İçimizdeki gücün büyüdüğünü hissediyordum.Artık bağırıyorduk.Etrafımızdaki ateş bize güç veriyordu.

Vücudumun ağırlaştığını hissettim.Daha sonra ise bacaklarımın bedenimi taşımadığını.

#

Gözlerimi araladım.Neredeydim.Üzerimde bir elbise vardı.Renkli camdan giren güneş ışınları yüzüme vuruyordu.Kırk gün uyumuş gibi hissediyordum.Tek merak ettiğim büyünün işe yarayıp yaramadığı.

Hızla doğruldum.Tabuttaydım.Benim tabutum.Hızla kalktım.Büyü işe yaramıştı.Kendim gelebilmiştim.Ama en merak ettiğim şey onun gelip gelmediğiydi.Marcel gelmediyse kendimi suçlu hissedecektim.

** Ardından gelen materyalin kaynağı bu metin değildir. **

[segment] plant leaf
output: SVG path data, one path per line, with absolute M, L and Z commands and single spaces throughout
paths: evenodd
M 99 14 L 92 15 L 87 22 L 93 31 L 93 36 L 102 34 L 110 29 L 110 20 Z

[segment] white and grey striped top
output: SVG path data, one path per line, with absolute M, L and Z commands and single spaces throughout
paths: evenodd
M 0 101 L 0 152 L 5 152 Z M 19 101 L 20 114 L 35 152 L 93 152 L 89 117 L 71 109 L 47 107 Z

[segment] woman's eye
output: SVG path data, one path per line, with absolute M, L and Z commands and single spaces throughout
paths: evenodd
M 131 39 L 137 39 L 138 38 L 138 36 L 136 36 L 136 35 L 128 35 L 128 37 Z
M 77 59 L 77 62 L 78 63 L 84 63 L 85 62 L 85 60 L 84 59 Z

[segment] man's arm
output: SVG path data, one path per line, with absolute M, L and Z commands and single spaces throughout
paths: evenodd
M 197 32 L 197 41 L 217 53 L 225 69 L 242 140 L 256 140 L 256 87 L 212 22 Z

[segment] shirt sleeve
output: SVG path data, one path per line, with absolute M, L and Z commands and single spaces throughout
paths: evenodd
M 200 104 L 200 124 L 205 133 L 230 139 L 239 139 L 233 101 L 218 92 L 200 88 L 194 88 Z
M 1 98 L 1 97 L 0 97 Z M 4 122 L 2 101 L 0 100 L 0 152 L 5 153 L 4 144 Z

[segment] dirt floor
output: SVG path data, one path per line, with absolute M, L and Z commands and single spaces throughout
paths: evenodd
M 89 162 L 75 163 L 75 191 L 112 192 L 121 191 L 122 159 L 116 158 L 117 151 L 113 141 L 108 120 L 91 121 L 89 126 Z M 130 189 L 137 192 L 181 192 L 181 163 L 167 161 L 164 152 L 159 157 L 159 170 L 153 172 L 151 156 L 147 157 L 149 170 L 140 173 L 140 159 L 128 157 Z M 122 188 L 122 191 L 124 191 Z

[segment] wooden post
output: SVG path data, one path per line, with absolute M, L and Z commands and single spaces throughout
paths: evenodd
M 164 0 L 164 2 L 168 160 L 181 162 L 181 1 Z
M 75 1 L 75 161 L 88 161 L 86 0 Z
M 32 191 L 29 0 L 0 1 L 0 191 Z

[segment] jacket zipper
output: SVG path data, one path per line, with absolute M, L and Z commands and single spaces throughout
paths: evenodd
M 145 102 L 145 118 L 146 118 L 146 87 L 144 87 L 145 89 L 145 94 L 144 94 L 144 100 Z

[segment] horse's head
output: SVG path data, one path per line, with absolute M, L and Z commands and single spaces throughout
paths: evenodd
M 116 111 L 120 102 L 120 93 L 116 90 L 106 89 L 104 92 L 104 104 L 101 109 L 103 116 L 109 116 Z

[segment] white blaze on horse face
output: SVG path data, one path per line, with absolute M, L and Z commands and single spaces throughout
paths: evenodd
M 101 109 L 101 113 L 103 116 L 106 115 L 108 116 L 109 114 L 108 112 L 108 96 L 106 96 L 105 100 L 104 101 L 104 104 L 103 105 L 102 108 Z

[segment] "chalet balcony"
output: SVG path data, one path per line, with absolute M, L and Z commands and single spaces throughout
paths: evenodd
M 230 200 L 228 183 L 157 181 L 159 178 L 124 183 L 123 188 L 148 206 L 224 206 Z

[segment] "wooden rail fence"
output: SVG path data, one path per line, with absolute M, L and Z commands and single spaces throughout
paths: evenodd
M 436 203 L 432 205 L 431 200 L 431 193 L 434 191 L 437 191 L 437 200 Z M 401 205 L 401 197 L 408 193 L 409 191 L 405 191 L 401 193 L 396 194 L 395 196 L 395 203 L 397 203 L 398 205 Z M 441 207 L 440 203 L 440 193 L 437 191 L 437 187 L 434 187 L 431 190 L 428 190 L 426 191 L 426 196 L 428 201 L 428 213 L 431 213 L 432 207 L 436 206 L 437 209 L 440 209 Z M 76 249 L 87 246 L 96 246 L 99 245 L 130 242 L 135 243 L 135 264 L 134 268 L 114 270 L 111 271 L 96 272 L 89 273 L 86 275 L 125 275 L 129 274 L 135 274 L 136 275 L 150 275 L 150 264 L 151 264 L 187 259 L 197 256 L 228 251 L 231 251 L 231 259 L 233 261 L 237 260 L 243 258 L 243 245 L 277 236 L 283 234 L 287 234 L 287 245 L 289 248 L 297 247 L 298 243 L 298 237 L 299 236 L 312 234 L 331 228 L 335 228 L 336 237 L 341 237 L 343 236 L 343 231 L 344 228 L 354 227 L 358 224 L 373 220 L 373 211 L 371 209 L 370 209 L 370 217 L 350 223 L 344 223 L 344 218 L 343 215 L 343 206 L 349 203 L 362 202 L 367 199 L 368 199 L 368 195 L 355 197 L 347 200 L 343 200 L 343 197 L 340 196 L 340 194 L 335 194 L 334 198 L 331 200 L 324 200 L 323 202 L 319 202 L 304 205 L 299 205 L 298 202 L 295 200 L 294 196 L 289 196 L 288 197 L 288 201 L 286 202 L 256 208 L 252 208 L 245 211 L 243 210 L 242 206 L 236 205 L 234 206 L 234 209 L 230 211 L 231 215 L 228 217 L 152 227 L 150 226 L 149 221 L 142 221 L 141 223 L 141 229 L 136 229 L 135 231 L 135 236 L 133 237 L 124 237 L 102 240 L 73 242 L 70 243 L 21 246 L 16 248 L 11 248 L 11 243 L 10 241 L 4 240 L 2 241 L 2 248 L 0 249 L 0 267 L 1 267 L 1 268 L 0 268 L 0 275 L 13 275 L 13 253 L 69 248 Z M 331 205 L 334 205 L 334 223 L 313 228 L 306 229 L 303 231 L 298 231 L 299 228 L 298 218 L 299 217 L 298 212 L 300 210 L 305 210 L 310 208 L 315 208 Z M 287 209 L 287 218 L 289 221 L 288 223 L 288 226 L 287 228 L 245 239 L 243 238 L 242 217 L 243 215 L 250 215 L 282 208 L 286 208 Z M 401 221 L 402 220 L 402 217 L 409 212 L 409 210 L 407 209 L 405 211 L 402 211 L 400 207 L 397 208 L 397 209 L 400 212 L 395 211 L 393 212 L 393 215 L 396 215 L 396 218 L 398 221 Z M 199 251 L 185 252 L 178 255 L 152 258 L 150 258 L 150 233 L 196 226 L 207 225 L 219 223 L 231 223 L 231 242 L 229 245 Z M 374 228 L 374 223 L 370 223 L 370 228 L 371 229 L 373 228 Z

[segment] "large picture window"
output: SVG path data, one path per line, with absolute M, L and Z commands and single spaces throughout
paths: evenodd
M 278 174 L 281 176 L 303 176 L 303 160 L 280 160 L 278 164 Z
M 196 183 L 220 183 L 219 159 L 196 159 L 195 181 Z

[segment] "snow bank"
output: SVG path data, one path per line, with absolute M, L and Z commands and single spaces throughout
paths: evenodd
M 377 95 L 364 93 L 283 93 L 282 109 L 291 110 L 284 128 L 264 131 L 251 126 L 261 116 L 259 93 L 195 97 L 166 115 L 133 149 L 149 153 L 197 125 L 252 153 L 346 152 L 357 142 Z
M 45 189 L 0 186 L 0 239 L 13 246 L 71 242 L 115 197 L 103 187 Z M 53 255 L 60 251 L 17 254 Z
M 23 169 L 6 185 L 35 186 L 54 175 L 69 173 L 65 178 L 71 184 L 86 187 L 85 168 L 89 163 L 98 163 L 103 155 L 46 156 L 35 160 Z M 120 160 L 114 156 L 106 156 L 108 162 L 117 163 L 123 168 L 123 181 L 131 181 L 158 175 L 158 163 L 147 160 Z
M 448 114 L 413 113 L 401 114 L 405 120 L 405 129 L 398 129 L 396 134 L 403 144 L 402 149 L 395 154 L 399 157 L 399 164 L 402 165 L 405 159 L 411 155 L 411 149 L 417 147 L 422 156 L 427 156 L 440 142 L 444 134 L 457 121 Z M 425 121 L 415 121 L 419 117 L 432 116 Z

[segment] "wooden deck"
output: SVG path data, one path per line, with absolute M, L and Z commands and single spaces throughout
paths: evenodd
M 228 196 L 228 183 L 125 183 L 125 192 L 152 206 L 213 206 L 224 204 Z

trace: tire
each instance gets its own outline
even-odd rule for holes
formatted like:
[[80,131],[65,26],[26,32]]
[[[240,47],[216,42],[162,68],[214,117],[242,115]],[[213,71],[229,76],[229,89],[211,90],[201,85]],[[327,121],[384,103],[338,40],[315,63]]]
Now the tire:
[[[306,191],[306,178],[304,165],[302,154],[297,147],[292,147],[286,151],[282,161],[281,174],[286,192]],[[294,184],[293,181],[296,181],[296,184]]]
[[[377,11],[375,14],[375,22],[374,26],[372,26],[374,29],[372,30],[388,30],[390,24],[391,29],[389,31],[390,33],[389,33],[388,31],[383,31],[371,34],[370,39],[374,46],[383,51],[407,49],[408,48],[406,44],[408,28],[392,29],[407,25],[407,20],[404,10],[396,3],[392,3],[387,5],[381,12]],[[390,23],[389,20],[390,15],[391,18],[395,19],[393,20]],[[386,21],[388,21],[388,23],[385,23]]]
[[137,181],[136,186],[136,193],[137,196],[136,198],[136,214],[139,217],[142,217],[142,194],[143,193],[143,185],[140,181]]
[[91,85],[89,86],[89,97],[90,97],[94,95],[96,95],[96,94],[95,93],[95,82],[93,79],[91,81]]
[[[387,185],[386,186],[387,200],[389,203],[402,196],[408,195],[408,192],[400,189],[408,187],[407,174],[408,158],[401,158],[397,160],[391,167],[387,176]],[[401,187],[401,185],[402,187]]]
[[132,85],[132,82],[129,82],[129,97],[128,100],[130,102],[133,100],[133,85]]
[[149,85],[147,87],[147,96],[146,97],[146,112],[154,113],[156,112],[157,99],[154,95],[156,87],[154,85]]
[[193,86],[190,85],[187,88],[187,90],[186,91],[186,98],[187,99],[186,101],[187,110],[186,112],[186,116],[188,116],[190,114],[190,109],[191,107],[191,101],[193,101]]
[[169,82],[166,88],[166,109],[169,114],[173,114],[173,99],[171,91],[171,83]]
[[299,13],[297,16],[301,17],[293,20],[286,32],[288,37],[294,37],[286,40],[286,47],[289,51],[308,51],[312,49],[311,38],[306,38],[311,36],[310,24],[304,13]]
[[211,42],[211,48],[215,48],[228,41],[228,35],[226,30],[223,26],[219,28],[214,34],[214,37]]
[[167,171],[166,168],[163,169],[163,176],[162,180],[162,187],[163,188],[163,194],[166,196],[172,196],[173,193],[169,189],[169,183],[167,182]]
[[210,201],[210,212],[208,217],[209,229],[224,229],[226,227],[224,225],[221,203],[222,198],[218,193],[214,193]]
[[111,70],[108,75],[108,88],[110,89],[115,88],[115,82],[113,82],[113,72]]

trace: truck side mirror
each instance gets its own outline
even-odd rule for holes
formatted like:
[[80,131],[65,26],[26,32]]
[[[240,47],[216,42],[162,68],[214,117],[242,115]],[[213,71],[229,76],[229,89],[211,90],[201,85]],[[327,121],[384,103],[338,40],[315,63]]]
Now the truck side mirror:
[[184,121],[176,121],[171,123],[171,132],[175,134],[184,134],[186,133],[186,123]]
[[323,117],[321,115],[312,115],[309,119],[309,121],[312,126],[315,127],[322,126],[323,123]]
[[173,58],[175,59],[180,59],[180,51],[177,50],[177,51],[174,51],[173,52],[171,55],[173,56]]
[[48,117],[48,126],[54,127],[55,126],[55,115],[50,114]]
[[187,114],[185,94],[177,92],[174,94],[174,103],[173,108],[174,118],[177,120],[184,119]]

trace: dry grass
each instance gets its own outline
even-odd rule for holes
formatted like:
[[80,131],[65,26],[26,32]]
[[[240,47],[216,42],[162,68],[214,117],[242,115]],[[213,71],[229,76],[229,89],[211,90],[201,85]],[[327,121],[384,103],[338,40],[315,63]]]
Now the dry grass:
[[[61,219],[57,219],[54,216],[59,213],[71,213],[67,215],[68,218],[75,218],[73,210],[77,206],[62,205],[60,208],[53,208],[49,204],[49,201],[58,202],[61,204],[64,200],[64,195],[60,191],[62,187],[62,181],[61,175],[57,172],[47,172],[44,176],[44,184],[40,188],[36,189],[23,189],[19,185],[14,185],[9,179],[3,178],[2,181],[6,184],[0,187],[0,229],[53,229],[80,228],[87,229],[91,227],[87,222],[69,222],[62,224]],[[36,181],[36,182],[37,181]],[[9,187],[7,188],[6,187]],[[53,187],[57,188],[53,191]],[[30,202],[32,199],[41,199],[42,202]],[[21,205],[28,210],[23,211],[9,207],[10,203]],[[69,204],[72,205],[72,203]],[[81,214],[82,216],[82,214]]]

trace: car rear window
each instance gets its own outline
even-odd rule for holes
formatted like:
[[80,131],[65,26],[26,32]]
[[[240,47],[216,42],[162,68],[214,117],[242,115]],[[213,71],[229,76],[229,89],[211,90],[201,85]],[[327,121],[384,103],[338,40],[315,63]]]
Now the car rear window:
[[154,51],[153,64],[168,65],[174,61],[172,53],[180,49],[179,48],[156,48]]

Hızlı bir şekilde eve gittim.Ev dediysem, asılların evine herkesin evde olduğuna eminim.Kapıyı açtım.Kimse şu kapıyı kilitlemiyor.

Salona girdim.Herkes masada oturuyordu.Tüm tayfa.Damon ve Bonnie'de dahil.Sinsice gülümsedim.Klaus başını masadan kaldırdı.

"Elena?" herkes şaşkınlıkla bana döndü.Sırıttım.

  "Bekleme sona erdi!Sonsuzluk şimdi başlıyor."